Poland's new government does not agree with European Union (EU) migrant quotas and now in the face of the Paris attacks they "do not see the political possibilities to implement" them, the country's European Affairs minister has said.
Writing in the right wing news portal wPolityce.pl, Konrad Szymanski said the tragic events "showed a weakness in Europe" which he said was still vulnerable to attacks.
He said his Law and Justice (PiS) party which won last month's election had criticised EU policy for the relocation of migrants, which was agreed to by Poland's outgoing government.
Under plan's agreed to by the liberal Civic Platform (PO) party, Poland is set to take in around 4,500 refugees from Syria. The country had already accepted 2,000.
Poland's incoming Prime Minister Beata Szydlo lit a candle at the French Institute in the southern city of Cracow but she refused to comment on the migrant issue at a later briefing.
But Szymanski, who takes up his position on Monday, said her new government "did not see the political possibilities to implement" it. During the election their party campaigned against the government's decision to admit the migrants.
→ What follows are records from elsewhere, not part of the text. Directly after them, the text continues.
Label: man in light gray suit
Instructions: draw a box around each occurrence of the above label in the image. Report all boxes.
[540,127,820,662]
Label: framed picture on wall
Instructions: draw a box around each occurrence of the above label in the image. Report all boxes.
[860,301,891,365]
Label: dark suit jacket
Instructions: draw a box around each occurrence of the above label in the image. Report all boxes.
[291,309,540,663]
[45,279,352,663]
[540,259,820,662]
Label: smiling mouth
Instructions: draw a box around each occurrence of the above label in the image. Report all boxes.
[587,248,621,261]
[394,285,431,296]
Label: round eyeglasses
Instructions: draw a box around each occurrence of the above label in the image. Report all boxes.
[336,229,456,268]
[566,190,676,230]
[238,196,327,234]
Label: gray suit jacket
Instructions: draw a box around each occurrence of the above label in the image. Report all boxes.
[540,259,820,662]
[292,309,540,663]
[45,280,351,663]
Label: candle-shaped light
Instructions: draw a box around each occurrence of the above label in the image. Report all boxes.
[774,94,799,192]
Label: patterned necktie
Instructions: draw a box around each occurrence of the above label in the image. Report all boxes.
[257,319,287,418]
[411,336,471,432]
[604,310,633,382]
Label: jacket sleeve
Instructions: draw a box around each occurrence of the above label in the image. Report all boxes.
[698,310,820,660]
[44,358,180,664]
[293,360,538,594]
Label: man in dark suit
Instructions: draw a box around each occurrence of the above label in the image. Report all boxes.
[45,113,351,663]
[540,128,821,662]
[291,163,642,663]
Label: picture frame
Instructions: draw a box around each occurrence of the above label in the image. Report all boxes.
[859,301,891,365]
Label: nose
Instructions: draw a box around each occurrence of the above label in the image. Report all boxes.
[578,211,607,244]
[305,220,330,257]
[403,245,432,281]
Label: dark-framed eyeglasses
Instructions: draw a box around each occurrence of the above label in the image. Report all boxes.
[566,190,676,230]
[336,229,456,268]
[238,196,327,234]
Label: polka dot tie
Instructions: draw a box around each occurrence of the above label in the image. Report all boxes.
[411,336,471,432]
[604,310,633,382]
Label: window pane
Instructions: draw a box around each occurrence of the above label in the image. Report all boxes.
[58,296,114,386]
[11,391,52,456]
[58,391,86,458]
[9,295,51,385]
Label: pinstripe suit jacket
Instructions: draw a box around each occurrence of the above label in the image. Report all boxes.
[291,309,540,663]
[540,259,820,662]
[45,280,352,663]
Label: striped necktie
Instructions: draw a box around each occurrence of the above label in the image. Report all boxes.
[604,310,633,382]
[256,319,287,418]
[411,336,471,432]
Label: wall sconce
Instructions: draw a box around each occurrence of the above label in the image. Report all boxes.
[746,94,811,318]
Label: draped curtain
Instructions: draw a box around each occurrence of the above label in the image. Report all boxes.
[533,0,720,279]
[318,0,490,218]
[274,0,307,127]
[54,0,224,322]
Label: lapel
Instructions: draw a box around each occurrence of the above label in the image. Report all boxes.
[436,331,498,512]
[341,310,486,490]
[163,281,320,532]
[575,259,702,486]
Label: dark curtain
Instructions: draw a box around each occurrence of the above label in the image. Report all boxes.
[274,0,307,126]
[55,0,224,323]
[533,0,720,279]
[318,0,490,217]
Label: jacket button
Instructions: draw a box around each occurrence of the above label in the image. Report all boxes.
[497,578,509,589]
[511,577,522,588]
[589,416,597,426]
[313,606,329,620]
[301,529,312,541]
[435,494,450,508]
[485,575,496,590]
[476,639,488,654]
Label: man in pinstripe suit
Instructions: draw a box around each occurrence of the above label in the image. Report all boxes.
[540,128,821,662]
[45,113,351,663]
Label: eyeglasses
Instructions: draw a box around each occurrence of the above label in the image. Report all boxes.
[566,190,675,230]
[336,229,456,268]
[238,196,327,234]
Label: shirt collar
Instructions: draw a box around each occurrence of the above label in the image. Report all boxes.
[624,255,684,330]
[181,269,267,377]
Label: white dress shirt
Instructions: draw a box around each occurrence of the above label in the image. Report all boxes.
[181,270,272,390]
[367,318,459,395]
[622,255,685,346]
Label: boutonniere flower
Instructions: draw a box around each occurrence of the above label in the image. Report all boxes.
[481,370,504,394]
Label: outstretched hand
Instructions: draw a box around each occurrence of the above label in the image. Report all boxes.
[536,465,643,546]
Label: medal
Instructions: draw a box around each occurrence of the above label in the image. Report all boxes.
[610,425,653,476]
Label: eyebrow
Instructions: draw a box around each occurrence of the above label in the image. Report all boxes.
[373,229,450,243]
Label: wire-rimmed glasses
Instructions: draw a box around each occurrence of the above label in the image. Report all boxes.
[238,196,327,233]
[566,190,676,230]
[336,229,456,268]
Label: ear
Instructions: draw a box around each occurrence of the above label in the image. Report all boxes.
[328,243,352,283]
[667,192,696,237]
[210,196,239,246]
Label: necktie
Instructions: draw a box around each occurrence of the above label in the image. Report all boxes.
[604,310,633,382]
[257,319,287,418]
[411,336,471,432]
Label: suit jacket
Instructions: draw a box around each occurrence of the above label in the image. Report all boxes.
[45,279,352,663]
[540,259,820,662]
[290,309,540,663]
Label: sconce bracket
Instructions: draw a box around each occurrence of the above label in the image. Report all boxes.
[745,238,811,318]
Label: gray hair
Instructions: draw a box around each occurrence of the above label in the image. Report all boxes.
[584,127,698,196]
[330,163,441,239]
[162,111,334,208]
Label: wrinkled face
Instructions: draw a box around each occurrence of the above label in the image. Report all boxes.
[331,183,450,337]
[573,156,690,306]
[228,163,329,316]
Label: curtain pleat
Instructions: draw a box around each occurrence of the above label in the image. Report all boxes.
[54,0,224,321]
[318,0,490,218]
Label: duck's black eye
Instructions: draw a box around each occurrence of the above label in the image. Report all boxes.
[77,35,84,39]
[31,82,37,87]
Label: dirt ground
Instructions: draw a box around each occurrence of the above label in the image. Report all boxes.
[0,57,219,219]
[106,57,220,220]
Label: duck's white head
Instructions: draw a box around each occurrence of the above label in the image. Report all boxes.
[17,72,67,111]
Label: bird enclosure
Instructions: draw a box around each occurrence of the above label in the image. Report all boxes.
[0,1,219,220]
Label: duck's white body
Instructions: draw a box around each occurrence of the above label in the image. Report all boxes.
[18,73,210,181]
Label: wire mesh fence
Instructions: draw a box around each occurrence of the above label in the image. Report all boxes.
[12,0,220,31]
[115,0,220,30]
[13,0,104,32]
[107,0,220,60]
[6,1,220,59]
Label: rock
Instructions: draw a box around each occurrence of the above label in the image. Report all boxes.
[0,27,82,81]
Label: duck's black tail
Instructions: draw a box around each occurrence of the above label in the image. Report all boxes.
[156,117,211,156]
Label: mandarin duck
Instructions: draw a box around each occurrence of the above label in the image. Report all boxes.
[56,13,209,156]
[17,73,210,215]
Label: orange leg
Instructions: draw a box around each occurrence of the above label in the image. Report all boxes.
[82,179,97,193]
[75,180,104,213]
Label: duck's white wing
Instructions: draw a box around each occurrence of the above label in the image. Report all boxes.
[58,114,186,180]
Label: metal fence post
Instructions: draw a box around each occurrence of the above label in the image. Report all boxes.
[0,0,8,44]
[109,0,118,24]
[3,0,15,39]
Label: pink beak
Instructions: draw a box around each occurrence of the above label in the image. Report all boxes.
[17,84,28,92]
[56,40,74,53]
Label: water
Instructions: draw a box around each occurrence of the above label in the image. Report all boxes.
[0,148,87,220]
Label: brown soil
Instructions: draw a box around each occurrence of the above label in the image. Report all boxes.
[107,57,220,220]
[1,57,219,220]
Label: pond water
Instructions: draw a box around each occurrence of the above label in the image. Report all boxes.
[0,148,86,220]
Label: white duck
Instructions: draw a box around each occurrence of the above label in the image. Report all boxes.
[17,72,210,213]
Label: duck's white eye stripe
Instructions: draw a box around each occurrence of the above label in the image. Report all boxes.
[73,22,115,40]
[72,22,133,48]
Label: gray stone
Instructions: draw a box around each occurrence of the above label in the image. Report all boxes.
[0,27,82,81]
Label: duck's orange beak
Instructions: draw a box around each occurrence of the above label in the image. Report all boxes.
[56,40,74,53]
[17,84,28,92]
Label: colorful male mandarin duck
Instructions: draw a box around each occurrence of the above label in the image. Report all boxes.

In a separate interview with RMF Radio he said the decision was valid for all EU countries "but its implementation is very hard to imagine today."
"We have to wait for the EU Court of Justice, for Brussel's reaction," he said.
Islamic State militants claimed responsibility for the Paris attacks which left 127 people dead, claiming its fighters, wearing suicide bomb belts and carrying assault rifles, carried out the attacks in various locations in the heart of the capital which were carefully studied, in an official statement.